Assessment of the oral glucose minimal model by nonlinear mixed-effects approaches
A. Lagajolli (1), A. Bertoldo (1), P. Denti (2), C. Cobelli (1)
(1) Department of Information Engineering, University of Padova, Italy (2) Division of Clinical Pharmacology, University of Cape Town, South Africa
Objectives: The oral minimal model (OMM) coupled with a parametric model of Ra, the piecewise linear model (PLM) (1), has been proposed and validated to estimate, at individual level, the rate of appearance of glucose (Ra) and the insulin sensitivity (SI) from plasma glucose and insulin concentrations measured after an oral glucose perturbation. The current study aims at investigating the performance of the nonlinear mixed-effects modeling to the OMM.
Methods: Population modeling was performed using a dataset comprising 50 normal subject (20 males and 30 females, age 47.42±24.7, body weight 69.72±10.6 Kg) who received a triple tracer mixed meal (10 kcal/kg, 45% carbohydrate, 15% protein, and 40% fat) containing 1 ± 0.02 g/kg glucose. The plasma samples were collected at -120, -30, -20, -10, 0, 5, 10, 15, 20, 30, 40, 50, 60, 75, 90, 120, 150, 180, 210, 240, 260, 280, 300, 360, 420 minutes. The OMM coupled with the Ra PLM was used for identification of [SI, p2, α1, α2, α3, α4, α5, α6, α7] where α1,...,α7 are the PLM parameters, and p2 is the insulin action. First, individual parameters were estimated using SAAM II (2) and, from these values, population parameters were obtained with the Standard Two-Stage method (STS). This approach provided the individual results considered as reference (REF) for further comparisons. After, the model was implemented and identified in NONMEM by using the FO Conditional Estimation (FOCE) INTERACTION since it has been proved suitable for a similar model (3). The population parameter distribution was assumed lognormal, BSV was modeled with a diagonal covariance matrix, proportional error structure was assumed and the scale parameter for the residual unknown variability (RUV) was optimized along with the other fixed effects. was assumed to be normally distributed with mean 0.11 and variance 0.011. Parameter uncertainty was assessed with a non parametric bootstrap (200 repetitions).

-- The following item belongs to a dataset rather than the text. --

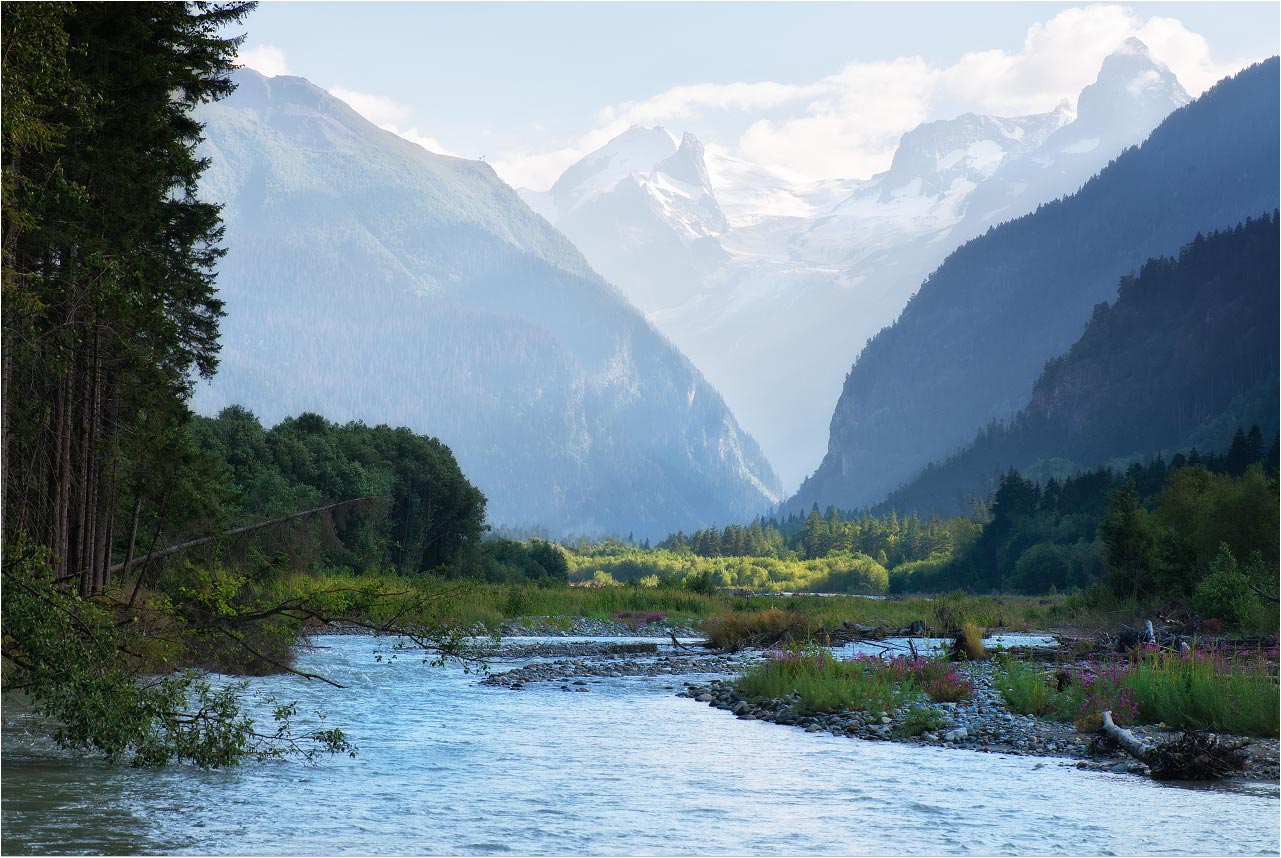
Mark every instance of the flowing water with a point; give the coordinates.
(447, 766)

Results: Population estimates of SI were very similar for FOCE and REF (8.45 10-4 vs 8.52 10-4 min-1 per μU/ml respectively), whereas the FOCE estimate of SI variability was smaller than REF (2.22 10-7 vs 2.35 10-7). However, overestimation of BSV has been previously reported for STS (4). At individual level, the FOCE individual estimates of SI are also well correlated with the REF values (r2=0.99). We also detected high correlations among the REF and FOCE individual estimates of the parameters of PLM (average r2 = 0.92). Similar agreement we also found with both population and individual estimates of p2. In addition, to investigate the discrepancy in the goodness of fit provided by the reference model and that obtained with population modeling, we compared the residual sum of squares of each subject via linear regression. The high correlation that we obtained (r2=0.93) indicates that the two approaches provide comparable goodness of fit at individual level. .

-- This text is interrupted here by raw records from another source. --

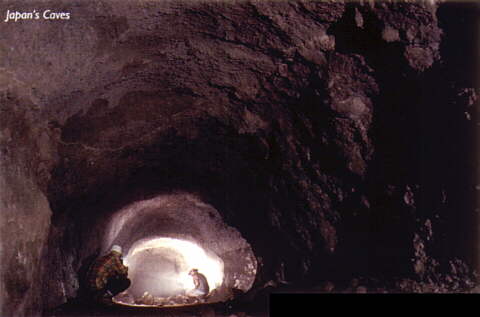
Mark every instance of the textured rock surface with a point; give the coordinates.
(317, 129)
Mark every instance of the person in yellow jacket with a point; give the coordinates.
(108, 276)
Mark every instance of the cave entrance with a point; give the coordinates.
(159, 271)
(164, 237)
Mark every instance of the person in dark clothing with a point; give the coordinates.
(201, 289)
(108, 276)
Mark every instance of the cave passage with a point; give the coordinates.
(160, 267)
(163, 238)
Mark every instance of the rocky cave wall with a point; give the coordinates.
(336, 137)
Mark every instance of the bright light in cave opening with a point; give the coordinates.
(189, 255)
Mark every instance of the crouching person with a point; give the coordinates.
(201, 289)
(107, 277)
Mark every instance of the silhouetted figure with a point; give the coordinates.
(201, 289)
(108, 277)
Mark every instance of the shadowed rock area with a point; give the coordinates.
(337, 139)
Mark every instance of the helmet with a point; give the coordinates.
(117, 248)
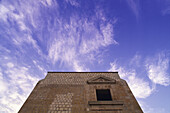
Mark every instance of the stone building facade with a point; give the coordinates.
(81, 92)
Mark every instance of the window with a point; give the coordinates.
(103, 95)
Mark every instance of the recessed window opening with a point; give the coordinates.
(103, 95)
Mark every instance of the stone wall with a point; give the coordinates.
(71, 93)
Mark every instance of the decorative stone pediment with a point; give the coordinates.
(101, 80)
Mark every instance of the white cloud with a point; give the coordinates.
(10, 65)
(73, 3)
(79, 41)
(158, 69)
(134, 5)
(139, 87)
(13, 95)
(3, 12)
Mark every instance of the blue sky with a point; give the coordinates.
(128, 36)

Conclusions: These results show that the population approach to the OMM parameter estimation is consistent with the already validated individual approach. This paves the way for further exploration of the application of population analysis methods in the context of an information-rich protocol like the meal glucose tolerance test.
References:
[1] The oral glucose minimal model: estimation of insulin sensitivity from a meal test. Dalla Man C, Caumo A, Cobelli C. 2002, IEEE Trans Biomed Eng , Vol. 49, pp. 419-429.
[2] SAAM II: Simulation, Analysis, and Modeling Software for tracer and pharmacokinetic studies. al, Barret PH et. 1998, Metabolism, Vol. 47, pp. 484-92.
[3]Nonlinear mixed effects to improve glucose minimal model parameter estimation: a simulation study in intensive and sparse sampling. Denti P, Bertoldo A, Vicini P, Cobelli C. 2009, IEEE TRANSACTIONS ON BIOMEDICAL ENGINEERING, Vol. 56.
[4]Nonlinear models for repeated measurements data. . M. Davidian, D.M. Giltinian. s.l. : Chapman & Hall/CRC, 1998.